Quanto, in particolare, al requisito dell’efficacia, la Corte ha sottolineato che il rigetto dei pareri delle procure non era stato motivato; che il diniego della domanda di trascrizione parziale era esclusivamente espressione di un eccessivo formalismo, non pertinente nel quadro di una procedura avente ad oggetto l’interesse superiore dei un minore; e che non era stato indicato alcun mezzo alternativo per consentire lo stabilimento del legame di filiazione tra la minore e il padre biologico. Quanto all’esigenza di celerità, la Corte ha evidenziato che erano ormai decorsi quattro anni dalla domanda di trascrizione dell’atto di nascita, senza che le autorità giurisdizionali avessero preso alcuna decisione tesa alla protezione del superiore interesse della minore, né fosse stata prospettata alcuna soluzione alternativa.  

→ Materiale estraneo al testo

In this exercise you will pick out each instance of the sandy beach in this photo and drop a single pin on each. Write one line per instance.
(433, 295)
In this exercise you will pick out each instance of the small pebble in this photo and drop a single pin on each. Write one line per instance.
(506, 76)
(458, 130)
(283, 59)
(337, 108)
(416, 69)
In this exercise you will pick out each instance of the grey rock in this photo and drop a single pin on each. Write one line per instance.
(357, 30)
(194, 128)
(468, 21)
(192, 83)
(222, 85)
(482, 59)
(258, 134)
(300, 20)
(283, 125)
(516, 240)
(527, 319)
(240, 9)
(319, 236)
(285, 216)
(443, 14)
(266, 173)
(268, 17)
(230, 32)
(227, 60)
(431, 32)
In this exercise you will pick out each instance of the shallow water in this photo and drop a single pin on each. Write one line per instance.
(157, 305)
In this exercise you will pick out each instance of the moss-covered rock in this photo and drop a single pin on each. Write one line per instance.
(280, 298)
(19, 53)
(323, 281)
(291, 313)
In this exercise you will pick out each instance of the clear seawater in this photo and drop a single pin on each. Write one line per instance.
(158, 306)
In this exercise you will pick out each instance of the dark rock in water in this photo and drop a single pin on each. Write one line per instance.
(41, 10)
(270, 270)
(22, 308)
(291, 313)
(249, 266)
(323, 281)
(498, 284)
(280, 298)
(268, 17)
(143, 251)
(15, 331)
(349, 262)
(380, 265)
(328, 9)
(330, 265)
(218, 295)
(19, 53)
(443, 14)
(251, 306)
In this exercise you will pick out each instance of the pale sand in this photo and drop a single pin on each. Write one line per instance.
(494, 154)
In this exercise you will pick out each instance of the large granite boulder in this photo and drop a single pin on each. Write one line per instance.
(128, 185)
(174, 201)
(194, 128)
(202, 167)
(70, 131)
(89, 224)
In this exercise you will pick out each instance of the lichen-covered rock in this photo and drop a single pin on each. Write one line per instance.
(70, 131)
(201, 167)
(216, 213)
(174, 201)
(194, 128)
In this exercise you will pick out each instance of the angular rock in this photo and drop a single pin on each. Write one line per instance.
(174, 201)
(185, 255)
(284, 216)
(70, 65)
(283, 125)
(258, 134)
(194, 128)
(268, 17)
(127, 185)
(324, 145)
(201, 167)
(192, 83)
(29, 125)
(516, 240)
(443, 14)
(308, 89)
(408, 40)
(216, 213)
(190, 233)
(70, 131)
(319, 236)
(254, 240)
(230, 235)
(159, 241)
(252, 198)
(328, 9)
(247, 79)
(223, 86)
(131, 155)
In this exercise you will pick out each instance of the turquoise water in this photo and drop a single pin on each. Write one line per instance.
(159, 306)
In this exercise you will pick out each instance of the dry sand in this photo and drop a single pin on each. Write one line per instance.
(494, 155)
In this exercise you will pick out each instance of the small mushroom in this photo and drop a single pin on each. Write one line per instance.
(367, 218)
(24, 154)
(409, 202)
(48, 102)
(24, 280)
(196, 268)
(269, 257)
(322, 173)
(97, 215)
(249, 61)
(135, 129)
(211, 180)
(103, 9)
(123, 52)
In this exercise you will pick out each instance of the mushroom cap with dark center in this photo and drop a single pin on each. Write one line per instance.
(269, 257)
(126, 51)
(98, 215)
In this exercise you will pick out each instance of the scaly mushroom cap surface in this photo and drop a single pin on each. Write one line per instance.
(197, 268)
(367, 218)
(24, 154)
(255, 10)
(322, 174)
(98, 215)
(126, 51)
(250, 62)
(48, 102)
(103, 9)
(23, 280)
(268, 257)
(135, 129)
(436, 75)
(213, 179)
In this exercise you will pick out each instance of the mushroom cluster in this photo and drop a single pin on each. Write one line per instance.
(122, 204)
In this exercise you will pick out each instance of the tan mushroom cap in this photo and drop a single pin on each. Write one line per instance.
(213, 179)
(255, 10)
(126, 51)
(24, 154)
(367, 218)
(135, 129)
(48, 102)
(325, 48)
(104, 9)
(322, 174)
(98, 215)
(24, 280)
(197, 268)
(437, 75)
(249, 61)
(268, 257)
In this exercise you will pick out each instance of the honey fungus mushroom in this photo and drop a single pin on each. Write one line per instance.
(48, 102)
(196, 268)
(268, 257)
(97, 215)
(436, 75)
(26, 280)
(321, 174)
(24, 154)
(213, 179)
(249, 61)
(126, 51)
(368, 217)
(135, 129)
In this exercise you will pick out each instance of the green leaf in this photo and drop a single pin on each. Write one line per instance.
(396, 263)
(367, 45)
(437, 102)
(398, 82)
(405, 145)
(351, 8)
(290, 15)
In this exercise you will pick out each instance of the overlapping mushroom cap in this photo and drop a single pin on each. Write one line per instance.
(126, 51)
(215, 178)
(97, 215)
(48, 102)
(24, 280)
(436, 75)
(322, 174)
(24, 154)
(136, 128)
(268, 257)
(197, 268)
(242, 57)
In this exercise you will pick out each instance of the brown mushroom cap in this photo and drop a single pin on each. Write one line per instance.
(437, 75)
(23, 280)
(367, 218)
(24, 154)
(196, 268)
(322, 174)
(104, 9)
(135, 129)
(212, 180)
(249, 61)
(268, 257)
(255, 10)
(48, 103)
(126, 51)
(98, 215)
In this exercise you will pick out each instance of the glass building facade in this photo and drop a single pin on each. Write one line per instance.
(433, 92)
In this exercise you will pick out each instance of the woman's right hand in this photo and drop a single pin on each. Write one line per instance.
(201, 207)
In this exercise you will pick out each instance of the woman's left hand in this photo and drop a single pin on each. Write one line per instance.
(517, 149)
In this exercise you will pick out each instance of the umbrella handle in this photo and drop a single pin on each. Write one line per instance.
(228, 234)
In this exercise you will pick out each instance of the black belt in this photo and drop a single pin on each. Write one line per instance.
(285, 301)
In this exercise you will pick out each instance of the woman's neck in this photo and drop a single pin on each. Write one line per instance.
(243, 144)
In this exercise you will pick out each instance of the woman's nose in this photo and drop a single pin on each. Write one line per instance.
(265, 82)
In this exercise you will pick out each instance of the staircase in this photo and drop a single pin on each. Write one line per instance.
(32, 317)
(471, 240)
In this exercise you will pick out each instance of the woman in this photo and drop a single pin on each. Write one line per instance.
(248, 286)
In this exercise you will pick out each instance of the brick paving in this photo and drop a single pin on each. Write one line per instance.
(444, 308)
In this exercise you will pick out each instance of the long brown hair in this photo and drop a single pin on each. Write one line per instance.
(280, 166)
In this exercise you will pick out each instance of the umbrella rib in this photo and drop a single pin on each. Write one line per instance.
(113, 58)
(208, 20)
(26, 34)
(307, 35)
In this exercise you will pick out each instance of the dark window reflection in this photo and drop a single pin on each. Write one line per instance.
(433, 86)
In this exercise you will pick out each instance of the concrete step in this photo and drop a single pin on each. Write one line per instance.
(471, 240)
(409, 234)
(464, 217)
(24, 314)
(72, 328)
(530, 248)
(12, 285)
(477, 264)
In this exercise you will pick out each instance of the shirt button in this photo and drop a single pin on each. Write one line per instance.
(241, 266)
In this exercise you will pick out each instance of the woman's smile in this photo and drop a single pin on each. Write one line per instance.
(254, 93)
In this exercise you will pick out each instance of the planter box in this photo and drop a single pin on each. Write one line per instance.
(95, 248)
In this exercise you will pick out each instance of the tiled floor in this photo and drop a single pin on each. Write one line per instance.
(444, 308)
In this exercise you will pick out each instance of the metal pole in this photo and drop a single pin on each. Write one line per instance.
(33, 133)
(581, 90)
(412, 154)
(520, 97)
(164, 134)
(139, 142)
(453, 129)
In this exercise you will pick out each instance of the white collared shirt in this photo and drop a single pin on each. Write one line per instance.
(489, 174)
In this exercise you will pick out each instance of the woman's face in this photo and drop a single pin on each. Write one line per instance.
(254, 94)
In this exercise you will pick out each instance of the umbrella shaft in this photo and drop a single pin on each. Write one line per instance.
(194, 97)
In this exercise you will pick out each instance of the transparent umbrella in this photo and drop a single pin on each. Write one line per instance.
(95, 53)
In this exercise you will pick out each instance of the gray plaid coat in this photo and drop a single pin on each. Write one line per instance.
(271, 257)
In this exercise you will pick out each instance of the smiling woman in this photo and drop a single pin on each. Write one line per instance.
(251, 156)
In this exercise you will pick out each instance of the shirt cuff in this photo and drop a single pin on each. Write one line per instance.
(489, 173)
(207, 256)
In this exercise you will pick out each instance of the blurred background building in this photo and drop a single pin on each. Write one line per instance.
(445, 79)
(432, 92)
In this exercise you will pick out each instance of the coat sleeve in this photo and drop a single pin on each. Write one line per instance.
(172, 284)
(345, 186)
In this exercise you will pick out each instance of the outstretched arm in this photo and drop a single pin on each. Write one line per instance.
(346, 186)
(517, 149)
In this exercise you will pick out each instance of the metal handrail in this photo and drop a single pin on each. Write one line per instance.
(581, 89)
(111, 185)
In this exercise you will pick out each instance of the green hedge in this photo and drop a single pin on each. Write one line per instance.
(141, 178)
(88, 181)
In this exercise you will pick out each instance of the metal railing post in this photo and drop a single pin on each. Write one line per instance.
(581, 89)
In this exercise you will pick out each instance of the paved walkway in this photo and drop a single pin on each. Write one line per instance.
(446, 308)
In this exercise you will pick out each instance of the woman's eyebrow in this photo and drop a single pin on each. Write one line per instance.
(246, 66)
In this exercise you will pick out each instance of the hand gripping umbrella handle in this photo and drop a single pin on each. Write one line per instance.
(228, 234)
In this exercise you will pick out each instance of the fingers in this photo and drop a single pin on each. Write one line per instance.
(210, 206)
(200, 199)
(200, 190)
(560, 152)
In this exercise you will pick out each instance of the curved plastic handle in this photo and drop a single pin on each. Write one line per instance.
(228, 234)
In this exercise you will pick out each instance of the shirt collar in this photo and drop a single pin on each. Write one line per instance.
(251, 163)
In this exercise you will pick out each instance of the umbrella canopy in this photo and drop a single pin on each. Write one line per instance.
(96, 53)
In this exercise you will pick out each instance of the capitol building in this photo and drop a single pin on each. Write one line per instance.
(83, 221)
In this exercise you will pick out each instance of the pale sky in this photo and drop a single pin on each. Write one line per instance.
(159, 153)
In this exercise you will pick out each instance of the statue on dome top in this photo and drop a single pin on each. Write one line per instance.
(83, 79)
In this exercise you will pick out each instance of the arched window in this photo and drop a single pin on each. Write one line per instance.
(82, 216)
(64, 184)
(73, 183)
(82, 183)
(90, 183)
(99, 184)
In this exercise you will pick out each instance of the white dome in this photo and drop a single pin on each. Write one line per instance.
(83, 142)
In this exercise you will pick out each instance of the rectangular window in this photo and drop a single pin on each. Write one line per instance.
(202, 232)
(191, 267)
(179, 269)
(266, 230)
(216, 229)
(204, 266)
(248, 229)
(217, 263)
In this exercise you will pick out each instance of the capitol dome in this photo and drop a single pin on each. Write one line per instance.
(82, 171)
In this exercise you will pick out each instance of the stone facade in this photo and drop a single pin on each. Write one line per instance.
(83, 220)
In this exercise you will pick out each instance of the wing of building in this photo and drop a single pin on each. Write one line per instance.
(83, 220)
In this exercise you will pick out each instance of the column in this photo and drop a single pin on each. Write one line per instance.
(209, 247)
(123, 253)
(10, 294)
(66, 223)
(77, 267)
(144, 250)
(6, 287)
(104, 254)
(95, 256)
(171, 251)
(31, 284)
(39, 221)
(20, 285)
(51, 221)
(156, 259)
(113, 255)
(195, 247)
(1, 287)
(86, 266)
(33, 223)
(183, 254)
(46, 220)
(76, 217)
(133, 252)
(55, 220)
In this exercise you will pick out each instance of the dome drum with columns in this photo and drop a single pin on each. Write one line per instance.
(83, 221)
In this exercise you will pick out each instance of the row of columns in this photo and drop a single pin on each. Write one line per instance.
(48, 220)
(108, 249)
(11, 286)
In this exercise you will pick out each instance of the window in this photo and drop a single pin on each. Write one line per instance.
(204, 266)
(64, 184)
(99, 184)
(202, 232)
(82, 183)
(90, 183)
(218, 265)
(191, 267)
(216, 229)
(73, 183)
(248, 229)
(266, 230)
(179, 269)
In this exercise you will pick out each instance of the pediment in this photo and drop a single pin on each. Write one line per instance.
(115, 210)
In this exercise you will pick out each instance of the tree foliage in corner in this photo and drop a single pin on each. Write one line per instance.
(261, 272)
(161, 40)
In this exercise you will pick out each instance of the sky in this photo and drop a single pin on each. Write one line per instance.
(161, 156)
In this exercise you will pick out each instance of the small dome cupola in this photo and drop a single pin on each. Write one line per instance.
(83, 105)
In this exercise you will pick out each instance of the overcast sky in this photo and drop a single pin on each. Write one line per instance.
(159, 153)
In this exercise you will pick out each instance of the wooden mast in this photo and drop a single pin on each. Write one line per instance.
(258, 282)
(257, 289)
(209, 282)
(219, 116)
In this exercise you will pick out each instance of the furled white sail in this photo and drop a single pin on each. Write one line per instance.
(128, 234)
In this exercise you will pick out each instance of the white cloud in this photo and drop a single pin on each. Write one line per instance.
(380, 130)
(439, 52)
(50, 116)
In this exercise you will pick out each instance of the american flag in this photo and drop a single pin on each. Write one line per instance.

La Corte ha dunque concluso per la sussistenza di una violazione degli obblighi positivi di natura procedurale nascenti dall’art. 8 della Convenzione, per quanto concerne lo stabilimento della filiazione tra la minore ricorrente e il padre biologico, non essendo stato il processo decisionale sufficientemente ancorato all’interesse superiore del minore, a favore invece di un eccessivo formalismo, e non avendo le autorità nazionali cooperato con le parti, ad esempio indicando loro soluzioni alternative indipendentemente dalle domande formulate dalle parti stesse.

Quanto, invece, al legame di filiazione tra la minore e la madre intenzionale, la Corte ha ricordato la possibilità per la donna di chiedere l’adozione in casi particolari, sulla base dell’art. 44, lett. d), della legge n. 184 del 1983. Non vi è, dunque, secondo la Corte, un’impossibilità generale e assoluta, per la madre d’intenzione, di vedere giuridicamente riconosciuto il suo legame con la ricorrente e, per questo motivo, il diniego di trascrizione dell’atto di nascita della minore, su questo versante, non ha integrato una violazione dell’art. 8 CEDU.